Permitam-me, neste âmbito, que preste tributo à acção esclarecida de grandes líderes espirituais do nosso tempo — entre os quais destaco Sua Santidade o Papa João Paulo II — cujas corajosas iniciativas no sentido de promover o diálogo entre religiões e o espírito ecuménico têm sido de suma importância para resolver contenciosos antigos e para identificar e consolidar uma matriz de valores comuns que sirva de elo de ligação entre as diversas fés e todos os homens de boa vontade.

Minhas senhoras e meus senhores

O fenómeno da globalização e a consciência nascente de que a comunidade internacional não é mera abstracção mas realidade cada vez mais concreta, obriga-nos, com efeito, a procurar definir um padrão comum de valores universais que possa conciliar a unidade do ser humano e a sua diversidade, o respeito pela liberdade individual com o dever de solidariedade, a tolerância com a firmeza de princípios.

Nessa busca daquilo que nos pode unir como cidadãos do mundo, o nosso ponto de partida é a convicção profunda da igualdade de direitos entre todos os seres humanos, independentemente da sua raça, sexo ou credo.

O espírito que nos guia é o da tolerância, condição necessária para a aceitação do outro na sua diversidade e especificidade. Tolerância entre as diversas fés e entre crentes e não crentes, tolerância para aceitar, com equanimidade, a infinita diversidade com que se manifesta a essencial unidade do ser humano.

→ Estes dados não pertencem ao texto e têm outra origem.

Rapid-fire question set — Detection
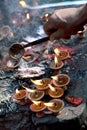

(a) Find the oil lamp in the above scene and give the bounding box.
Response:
[41,13,51,22]
[28,89,45,101]
[22,51,39,63]
[13,89,27,105]
[47,99,64,114]
[49,55,64,70]
[0,25,11,37]
[54,48,69,60]
[30,100,46,117]
[31,78,51,90]
[48,84,64,98]
[52,74,70,87]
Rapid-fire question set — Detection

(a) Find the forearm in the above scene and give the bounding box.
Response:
[78,4,87,27]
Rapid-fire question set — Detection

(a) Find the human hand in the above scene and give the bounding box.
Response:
[43,6,85,40]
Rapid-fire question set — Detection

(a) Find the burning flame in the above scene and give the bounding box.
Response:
[44,102,54,107]
[16,88,20,94]
[31,79,43,85]
[32,100,41,106]
[48,84,55,92]
[54,48,60,56]
[54,55,58,65]
[19,0,27,7]
[26,13,30,20]
[51,75,58,81]
[22,85,36,93]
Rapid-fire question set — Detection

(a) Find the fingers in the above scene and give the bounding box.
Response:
[50,29,70,41]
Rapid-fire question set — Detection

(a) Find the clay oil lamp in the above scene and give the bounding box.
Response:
[54,48,69,61]
[0,25,11,38]
[49,55,64,70]
[46,99,64,114]
[13,89,27,105]
[48,84,64,98]
[41,13,51,23]
[22,51,39,63]
[31,78,52,94]
[76,31,85,39]
[52,74,70,87]
[26,88,45,101]
[30,100,46,118]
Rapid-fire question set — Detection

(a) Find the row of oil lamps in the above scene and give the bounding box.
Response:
[13,48,70,117]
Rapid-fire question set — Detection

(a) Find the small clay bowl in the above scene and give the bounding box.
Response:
[28,90,45,101]
[47,99,64,113]
[52,74,70,87]
[30,101,46,112]
[48,87,64,98]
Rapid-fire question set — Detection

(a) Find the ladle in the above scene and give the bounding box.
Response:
[8,36,49,60]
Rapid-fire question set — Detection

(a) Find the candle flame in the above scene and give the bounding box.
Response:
[44,102,54,107]
[22,85,36,93]
[54,55,58,65]
[48,84,55,92]
[32,100,41,106]
[31,79,43,85]
[19,0,27,7]
[54,48,60,56]
[16,88,20,94]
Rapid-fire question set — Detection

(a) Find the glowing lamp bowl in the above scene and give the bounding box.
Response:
[59,51,69,60]
[47,99,64,113]
[13,90,27,100]
[49,61,64,70]
[48,87,64,98]
[36,78,51,91]
[30,101,46,112]
[53,74,70,87]
[28,90,45,101]
[13,90,27,105]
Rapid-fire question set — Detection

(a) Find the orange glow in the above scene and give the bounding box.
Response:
[48,84,55,92]
[44,102,54,107]
[31,79,43,85]
[19,0,27,7]
[54,48,60,56]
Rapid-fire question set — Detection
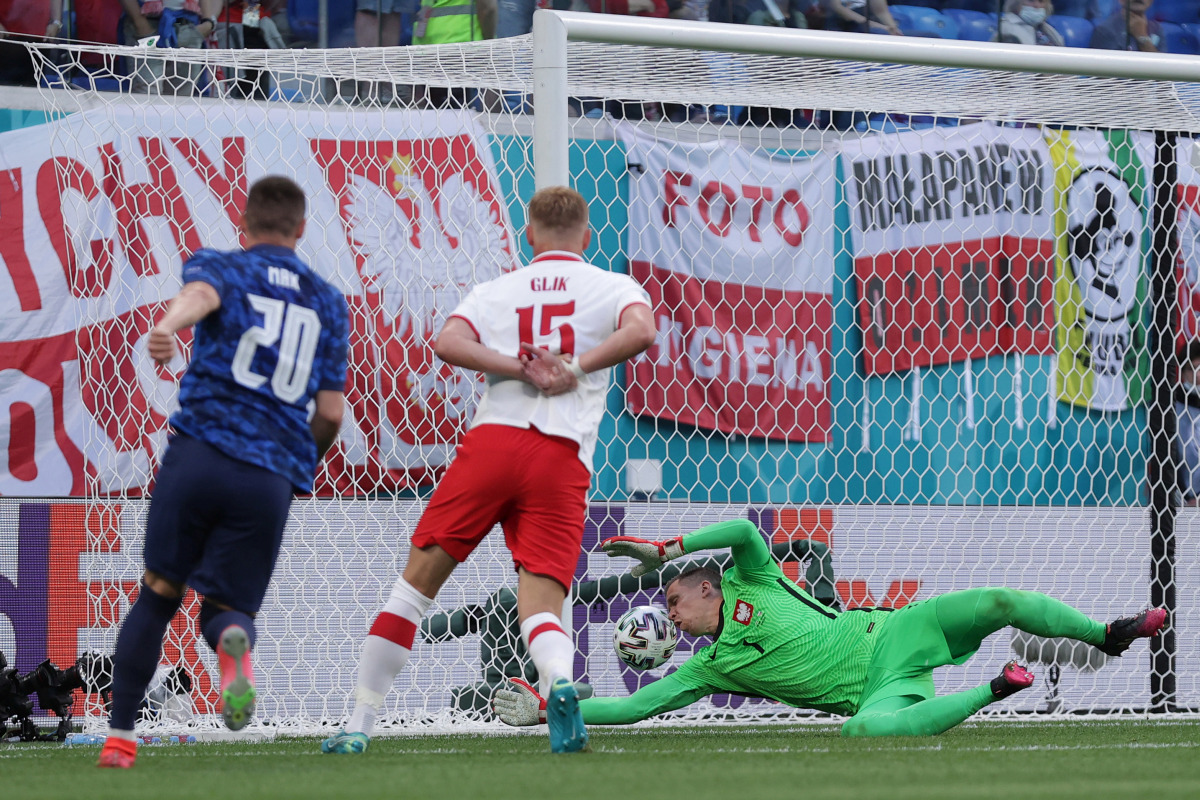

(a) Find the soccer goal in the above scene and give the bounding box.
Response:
[2,12,1197,736]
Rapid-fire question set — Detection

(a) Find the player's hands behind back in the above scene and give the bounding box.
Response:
[492,678,546,726]
[601,536,685,577]
[520,343,578,396]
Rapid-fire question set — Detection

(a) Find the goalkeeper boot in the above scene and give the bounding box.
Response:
[218,625,256,731]
[97,737,137,769]
[546,677,589,754]
[990,661,1035,700]
[321,729,370,754]
[1099,608,1167,656]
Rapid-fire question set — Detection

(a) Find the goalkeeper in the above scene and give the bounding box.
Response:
[495,519,1166,737]
[424,536,838,715]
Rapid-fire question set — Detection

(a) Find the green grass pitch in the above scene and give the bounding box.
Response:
[3,721,1198,800]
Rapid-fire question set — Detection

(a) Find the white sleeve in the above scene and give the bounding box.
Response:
[449,284,484,336]
[611,275,652,328]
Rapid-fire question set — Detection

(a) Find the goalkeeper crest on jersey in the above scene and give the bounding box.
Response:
[494,519,1167,737]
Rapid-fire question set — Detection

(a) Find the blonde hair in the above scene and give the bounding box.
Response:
[528,186,589,234]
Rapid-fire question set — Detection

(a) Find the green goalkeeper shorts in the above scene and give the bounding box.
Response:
[856,597,979,709]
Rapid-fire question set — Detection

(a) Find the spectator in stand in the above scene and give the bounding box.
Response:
[706,0,813,126]
[1177,341,1200,506]
[1091,0,1160,50]
[119,0,223,94]
[214,2,287,99]
[0,0,55,86]
[357,0,404,49]
[413,0,496,108]
[354,1,411,105]
[825,0,901,35]
[994,0,1064,45]
[577,0,668,119]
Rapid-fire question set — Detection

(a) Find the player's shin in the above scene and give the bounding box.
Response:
[346,578,433,736]
[520,612,574,693]
[108,583,183,733]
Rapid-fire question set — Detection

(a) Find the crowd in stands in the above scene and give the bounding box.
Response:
[0,0,1198,122]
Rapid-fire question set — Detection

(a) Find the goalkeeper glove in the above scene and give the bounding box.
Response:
[600,535,685,578]
[492,678,546,726]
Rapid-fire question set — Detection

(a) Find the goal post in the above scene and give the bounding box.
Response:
[2,16,1198,736]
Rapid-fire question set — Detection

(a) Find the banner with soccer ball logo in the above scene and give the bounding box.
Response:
[1049,130,1151,412]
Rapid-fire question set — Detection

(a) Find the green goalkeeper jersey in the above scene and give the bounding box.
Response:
[581,520,893,724]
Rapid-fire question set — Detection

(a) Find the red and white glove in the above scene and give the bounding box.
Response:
[492,678,546,726]
[600,536,685,578]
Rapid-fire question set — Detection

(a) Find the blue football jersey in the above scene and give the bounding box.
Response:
[169,244,349,491]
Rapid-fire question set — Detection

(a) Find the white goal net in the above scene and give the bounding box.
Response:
[2,15,1197,736]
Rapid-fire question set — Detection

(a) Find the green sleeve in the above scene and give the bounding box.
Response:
[682,519,773,573]
[580,666,713,725]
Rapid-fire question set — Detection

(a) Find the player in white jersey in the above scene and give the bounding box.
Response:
[323,186,655,755]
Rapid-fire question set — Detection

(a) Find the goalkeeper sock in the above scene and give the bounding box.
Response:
[348,578,433,735]
[520,612,573,695]
[109,583,182,731]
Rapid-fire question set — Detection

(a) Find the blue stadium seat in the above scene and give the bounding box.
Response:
[1087,0,1118,20]
[943,8,997,40]
[1047,15,1094,46]
[1052,0,1091,17]
[288,0,357,45]
[1151,0,1200,24]
[888,5,961,37]
[1160,20,1200,52]
[1184,21,1200,44]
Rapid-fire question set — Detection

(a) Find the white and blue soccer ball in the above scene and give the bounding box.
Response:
[613,605,679,671]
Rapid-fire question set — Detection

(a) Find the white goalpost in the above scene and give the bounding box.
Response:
[3,12,1199,738]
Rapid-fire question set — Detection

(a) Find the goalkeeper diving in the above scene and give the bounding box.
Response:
[494,519,1166,736]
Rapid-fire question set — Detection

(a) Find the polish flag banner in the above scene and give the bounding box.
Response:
[0,105,515,497]
[616,124,835,442]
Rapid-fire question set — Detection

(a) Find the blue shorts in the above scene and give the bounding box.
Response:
[143,435,293,614]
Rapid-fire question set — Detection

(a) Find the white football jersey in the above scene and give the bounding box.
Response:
[449,250,651,470]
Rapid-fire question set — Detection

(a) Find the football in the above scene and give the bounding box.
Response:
[613,605,679,670]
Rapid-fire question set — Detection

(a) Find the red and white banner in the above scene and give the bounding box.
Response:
[617,125,835,442]
[1176,138,1200,348]
[841,124,1056,375]
[0,106,517,497]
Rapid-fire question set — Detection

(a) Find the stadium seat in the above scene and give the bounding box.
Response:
[1160,20,1200,52]
[1087,0,1118,20]
[888,5,961,37]
[1151,0,1200,24]
[1047,15,1094,46]
[944,8,998,40]
[288,0,357,45]
[1052,0,1091,17]
[1184,21,1200,45]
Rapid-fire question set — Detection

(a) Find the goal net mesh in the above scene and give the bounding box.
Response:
[2,27,1195,736]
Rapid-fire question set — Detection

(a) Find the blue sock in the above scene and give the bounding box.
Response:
[109,583,182,731]
[199,602,256,651]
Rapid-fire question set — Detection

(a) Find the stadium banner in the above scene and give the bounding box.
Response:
[1,499,1153,724]
[0,106,517,497]
[616,124,835,442]
[840,123,1056,376]
[1175,137,1200,349]
[1049,129,1151,411]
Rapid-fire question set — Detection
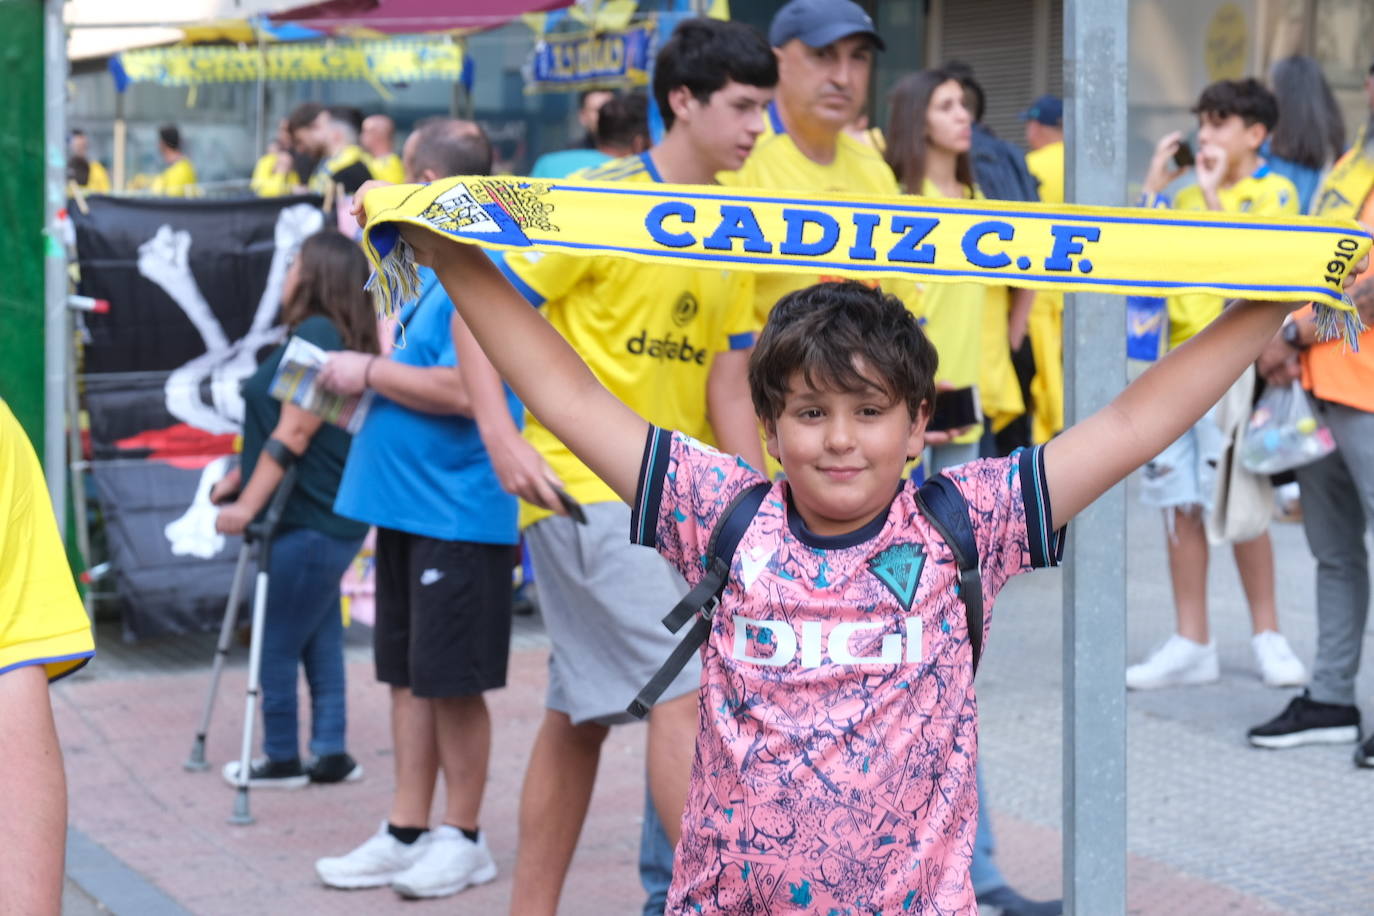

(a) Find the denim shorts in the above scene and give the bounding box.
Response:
[1140,413,1222,511]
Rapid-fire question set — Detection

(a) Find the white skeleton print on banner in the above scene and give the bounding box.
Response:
[135,204,325,557]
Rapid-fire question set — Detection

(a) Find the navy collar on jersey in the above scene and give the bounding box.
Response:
[767,100,787,135]
[784,482,901,550]
[639,150,664,183]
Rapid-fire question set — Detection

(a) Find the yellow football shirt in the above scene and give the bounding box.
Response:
[250,152,299,197]
[151,157,197,197]
[0,400,94,681]
[1024,141,1065,441]
[1166,166,1299,349]
[1025,141,1063,205]
[309,145,376,196]
[718,102,902,325]
[366,152,405,185]
[502,153,759,527]
[891,180,1000,444]
[84,160,112,194]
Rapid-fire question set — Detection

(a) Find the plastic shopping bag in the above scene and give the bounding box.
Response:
[1240,380,1336,474]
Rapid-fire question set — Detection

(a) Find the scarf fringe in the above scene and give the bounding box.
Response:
[364,235,422,321]
[1313,301,1365,352]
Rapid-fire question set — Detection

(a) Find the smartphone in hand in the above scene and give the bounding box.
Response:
[550,484,588,525]
[1172,139,1195,169]
[929,386,982,433]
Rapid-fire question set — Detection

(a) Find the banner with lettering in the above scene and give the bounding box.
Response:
[110,38,467,89]
[526,22,656,92]
[359,176,1370,342]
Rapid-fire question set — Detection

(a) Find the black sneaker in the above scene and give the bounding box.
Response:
[308,752,364,784]
[1355,734,1374,769]
[1247,691,1360,749]
[976,885,1062,916]
[220,756,308,789]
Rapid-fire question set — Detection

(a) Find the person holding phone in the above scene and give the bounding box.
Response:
[883,69,1033,472]
[1130,78,1307,692]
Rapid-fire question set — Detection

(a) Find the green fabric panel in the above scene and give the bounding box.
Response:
[0,1,46,448]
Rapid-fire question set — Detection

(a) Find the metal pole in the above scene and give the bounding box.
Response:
[1061,1,1128,913]
[255,35,268,163]
[43,0,68,525]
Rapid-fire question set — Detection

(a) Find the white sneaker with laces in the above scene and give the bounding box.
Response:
[1251,630,1308,688]
[315,821,431,889]
[390,825,497,899]
[1126,634,1219,690]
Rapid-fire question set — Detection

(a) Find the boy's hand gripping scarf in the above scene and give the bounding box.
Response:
[359,176,1372,345]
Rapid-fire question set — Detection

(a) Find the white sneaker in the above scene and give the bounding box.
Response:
[315,821,431,889]
[1252,631,1308,688]
[390,825,497,899]
[1126,634,1219,690]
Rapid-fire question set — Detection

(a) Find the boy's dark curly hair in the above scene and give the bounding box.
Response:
[1193,78,1279,131]
[749,281,938,424]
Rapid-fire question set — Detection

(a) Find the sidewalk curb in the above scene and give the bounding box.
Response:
[66,826,191,916]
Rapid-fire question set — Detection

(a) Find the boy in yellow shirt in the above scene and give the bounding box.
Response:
[1129,77,1306,692]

A tolerância e o respeito mútuo, que derivam do princípio, básico, da igualdade, criam as condições para um diálogo proveitoso entre os povos, as culturas e as religiões. Como, senão pelo diálogo, poderemos derrubar as barreiras da ignorância, do preconceito e da desconfiança? Como, a não ser pelo diálogo, nos poderemos conhecer melhor, nas nossas diferenças e semelhanças? Como, senão pelo diálogo, nos poderemos aproximar mais?

A tolerância não dispensa, porém, a firmeza de princípios. É por esses príncipios, que nos parecem espelhar os anseios de toda a humanidade, que devemos pautar a nossa conduta.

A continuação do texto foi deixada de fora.